Choosing The Best Omega-3 Supplement: How to Read the Label
If you’ve ever felt confused and overwhelmed standing in the aisle of your local health food store trying to decide which Omega-3 supplement to buy, you are not alone. Admittedly, trying to decipher all the information on those bottles can be a bit like trying to break a secret code, but don’t worry, we’re here to help. Let’s take a few moments to unpack it all for you and hopefully make it easier to choose the best Omega-3 formula for you and your family.
Fish Oil vs. Omega-3: What’s the difference?
Too often, the terms Fish Oil and Omega-3 are used synonymously. However, while they are closely related, they are not the same thing. Omega-3s are a specific group of nutrients that are essential for good health, while Fish Oil is their most common source. This can be especially confusing when you are looking at the front label of an Omega-3 supplement.

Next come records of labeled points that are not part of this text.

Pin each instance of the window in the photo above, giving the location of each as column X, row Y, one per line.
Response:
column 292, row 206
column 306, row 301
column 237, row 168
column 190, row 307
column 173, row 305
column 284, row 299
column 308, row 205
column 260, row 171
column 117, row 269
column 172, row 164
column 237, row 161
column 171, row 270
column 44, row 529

EPA (eicosapentaenoic acid) and DHA (docosahexaenoic acid) are the key ingredients you are looking for, and the amount of these nutrients, typically stated in milligrams (mg), can be vastly different from the amount of Fish Oil that is often highlighted on the front of the bottle.
When you’re comparing different products, don't just look at the total fish oil content. Instead, focus on the amounts of EPA and DHA. Some products might list a high amount of total fish oil but have relatively low amounts of EPA and DHA. It is these specific omega-3s that provide the most health benefits.
The Answer Is on the Back
The first thing you will want to do is turn to the back of the box or label and look at the serving size, which you should find listed at the top of the Supplement Facts panel. This tells you how many softgels or teaspoons (if it is a liquid) you will need to take on a daily basis to get the full dosage.
Next, you will want to find the total omega-3 content, which is often broken down separately into EPA and DHA. This is the most vital piece of information because it is important to make sure you're getting enough of both. For example, a label might show 750 mg of EPA and 250 mg of DHA per serving, totaling 1,000 mg of omega-3s. (Wiley’s Finest makes it easy and lists this for your right on the front!)
The amount of omega-3s you need can vary based on your health goals. For general health support, a common recommendation is around 1,000 mg of combined EPA and DHA per day for most healthy adults. For specific health concerns, higher doses might be recommended, but it's always best to consult with a healthcare provider.
You will also want to check for any additional ingredients listed on the label so that you can take them into account when considering your overall supplement regimen. Some examples might be any added vitamins or minerals that would increase your total intake of those nutrients. Finally, take note of any fillers or additives that might be included, and don’t be afraid to ask store staff if you have questions.
Insist on Quality and Sustainability
Once you have decided on the right dosage and concentration of nutrients for your particular needs, look for information about the sourcing and quality of the supplement. Premium Omega-3 supplements will have third-party testing and certifications to verify the quality and sustainability of their products, so be sure to look for any special certifying logos on the label. Some examples would be Marine Stewardship Council (MSC) certification and Safe Quality Food (SQF) certification.
Low Cost Isn’t Necessarily a Bargain
Finally, consider the true cost-effectiveness of the supplement. Sometimes, what are considered ‘value brands’ require you to take up to 4 times more capsules per day to get the same amount of EPA and DHA as a premium brand, which can end up costing more in the long run. Look for a product that provides a high concentration of EPA and DHA per serving to get the most for your money.
Conclusion
Reading an omega-3 supplement label doesn't have to be confusing. By focusing on the serving size, total omega-3 content, and the amounts of EPA and DHA, you can make an informed decision about which supplement is best for you. Remember to check for purity and quality, and consider the cost-effectiveness of the product. With these tips, you'll be well-equipped to choose an omega-3 supplement that meets your unique needs and supports your health.